Posted by Paul Vigna on February 26, 2010
Banks, Economy, Financials, Markets / 6 Comments

My old Kentucy home looks better than expected.

I remember reading somewhere once, and maybe I’ve got this wrong, that Harry Truman’s attitude toward every problem was more or less, we’re gonna try this, whatever this was, and if doesn’t work, well, then we’ll try that. Less dogmatic and more pragmatic. He did have, after all, a sign on his desk that said “The buck stops here.”

I wonder if the groundwork’s being laid for a little bit of that in terms of the housing market. The administration’s efforts don’t seem to doing much besides slowing the inevitable aftermath of the burst housing bubble. January’s stunning new home sales report, the equally surprising existing home sales report today, the expectation of another record year of foreclosures, and of course the anemic results of programs like the HAMP, may have people starting to think about a new approach.

All of sudden I’m seeing more and more references to the HOLC, the Home Owners Loan Corporation, the Depression era government agencies that went around buying mortgages from bank, negotiating the terms with homeowners, and working to keep them in their homes with a mortgage they could afford. The source of it may be this article in the New Republic by Brad Miller, a Democratic Congressman from North Carolina.

Miller’s sympathetic to the administration, but makes it clear that current efforts just aren’t “making a dent” in the mountain of foreclosures. “What can the Obama administration do to alleviate this suffering? Turns out, it doesn’t need a new plan to modify mortgages, since there’s a very good old plan on the shelf.” Miller brings back the idea of the HOLC. It didn’t solve every problem, he notes — about 20% of the mortgagees still went into foreclosure — but it did alleviate a lot of the suffering, and by the time the last mortgage was paid off in 1951, it had turned a slight profit.

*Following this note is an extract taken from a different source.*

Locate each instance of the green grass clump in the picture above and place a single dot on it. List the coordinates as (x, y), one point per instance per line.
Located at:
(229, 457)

There are a couple of issues, off the top of my head. People overall put down much less on their homes these days than during the Great Depression, and loans back then were generally 15-year affairs. Also, a new HOLC would likely need hundreds of billions to fund it, with the ultimate payoffs decades in the futures. I don’t know that the citizenry has the stomach for that kind of thing right now.